It’s okay for designers to break the rules — but some rules were made to be kept. Avoiding these common mistakes will keep a good design from going bad.
Photo Faux Pas
Smoothing out flaws and removing unwanted elements is fine but too much tweaking can turn a model into ET. Common errors include mismatched body parts when legs or arms are slimmed down — or even disembodied limbs left behind when a person is removed from the picture. Avoid using blurred, poorly lit or low resolution photographs in your work; sometimes there’s no way to make a bad picture look good and you need to find another image.
Clip Art Clutter
One or two well-chosen pieces of clip art add visual interest to a design and help to get your message across. Some designers seem to believe that if two pieces of clip art are good, then two dozen will be fantastic. The result is inevitably a crowded mish-mash of different images and styles that confuses the viewer. Keep it simple.
Putting every sentence in a different font makes your text look fragmented and incoherent. Two contrasting fonts — three at the most — will keep your reader engaged. If you want to emphasise a section, use bold or italics rather than switching fonts.
Graphics packages come with lots of exciting effects and sometimes it’s tempting to go overboard.

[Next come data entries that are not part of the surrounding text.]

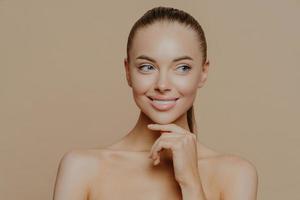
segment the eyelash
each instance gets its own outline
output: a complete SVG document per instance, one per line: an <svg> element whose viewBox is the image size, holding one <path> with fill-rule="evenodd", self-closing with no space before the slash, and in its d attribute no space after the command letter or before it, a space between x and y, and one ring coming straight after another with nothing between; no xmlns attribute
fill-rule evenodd
<svg viewBox="0 0 300 200"><path fill-rule="evenodd" d="M139 68L139 70L141 70L143 67L145 67L145 66L151 66L151 67L153 67L152 65L141 65L141 66L139 66L138 68ZM187 67L188 68L188 71L190 71L191 70L191 67L190 66L188 66L188 65L181 65L180 67ZM179 67L178 67L179 68Z"/></svg>

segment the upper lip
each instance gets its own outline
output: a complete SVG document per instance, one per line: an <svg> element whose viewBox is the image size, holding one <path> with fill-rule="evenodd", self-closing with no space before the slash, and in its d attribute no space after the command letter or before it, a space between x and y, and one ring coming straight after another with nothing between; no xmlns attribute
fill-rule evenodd
<svg viewBox="0 0 300 200"><path fill-rule="evenodd" d="M162 97L162 96L148 96L150 99L155 100L177 100L177 97Z"/></svg>

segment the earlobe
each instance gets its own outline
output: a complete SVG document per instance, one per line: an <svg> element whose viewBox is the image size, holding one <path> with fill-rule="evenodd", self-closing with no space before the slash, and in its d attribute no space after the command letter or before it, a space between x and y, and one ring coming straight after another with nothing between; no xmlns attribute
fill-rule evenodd
<svg viewBox="0 0 300 200"><path fill-rule="evenodd" d="M202 70L202 73L201 73L201 78L199 80L198 88L203 87L204 83L206 82L207 74L208 74L208 68L209 68L209 60L207 60L205 62L205 64L203 65L203 70Z"/></svg>
<svg viewBox="0 0 300 200"><path fill-rule="evenodd" d="M129 87L131 87L131 80L130 80L130 74L129 74L129 64L127 58L124 58L124 67L125 67L125 73L126 73L126 80Z"/></svg>
<svg viewBox="0 0 300 200"><path fill-rule="evenodd" d="M205 81L206 81L206 74L202 74L201 78L200 78L200 81L199 81L199 84L198 84L198 88L202 88Z"/></svg>

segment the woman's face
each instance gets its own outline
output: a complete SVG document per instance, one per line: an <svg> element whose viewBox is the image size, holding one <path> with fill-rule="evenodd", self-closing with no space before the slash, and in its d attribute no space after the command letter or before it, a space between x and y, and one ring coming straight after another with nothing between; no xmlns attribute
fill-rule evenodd
<svg viewBox="0 0 300 200"><path fill-rule="evenodd" d="M179 23L154 23L138 29L129 53L126 78L141 111L159 124L184 116L208 72L196 33Z"/></svg>

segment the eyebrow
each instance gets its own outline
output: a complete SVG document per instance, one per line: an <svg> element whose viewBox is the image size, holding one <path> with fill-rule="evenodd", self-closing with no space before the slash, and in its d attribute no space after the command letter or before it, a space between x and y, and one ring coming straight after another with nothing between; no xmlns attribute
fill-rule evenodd
<svg viewBox="0 0 300 200"><path fill-rule="evenodd" d="M155 61L153 58L151 58L151 57L149 57L149 56L146 56L146 55L140 55L140 56L138 56L136 59L144 59L144 60L149 60L149 61L151 61L151 62L156 63L156 61ZM178 58L175 58L175 59L173 60L173 62L177 62L177 61L179 61L179 60L193 60L193 58L191 58L190 56L180 56L180 57L178 57Z"/></svg>

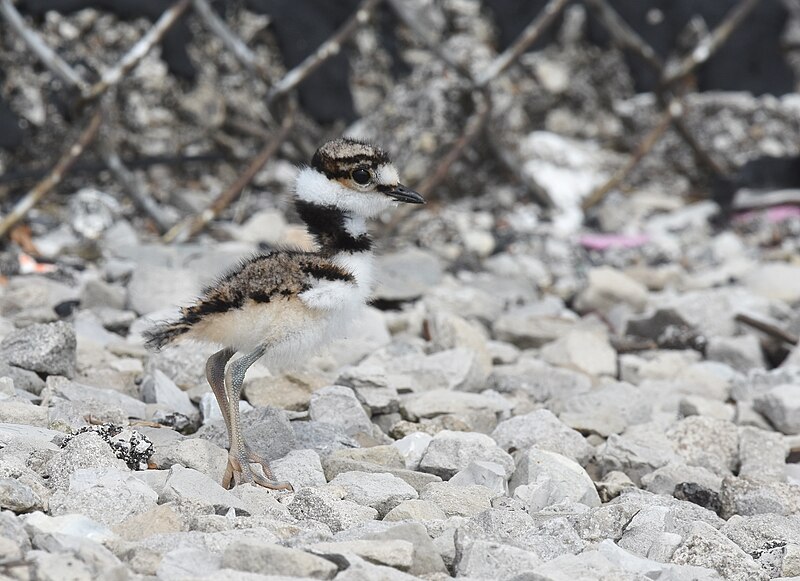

As with many other things, though, less is more. One or two effects can enhance your design; too many can look cheesy. Avoid effects that have become overused, such as lens flare.
Borders and frames help emphasise text and other elements but don’t overuse them. If you border everything, the viewer won’t know where to look. The borders themselves should be subtle, not overpowering; avoid busy graphical borders.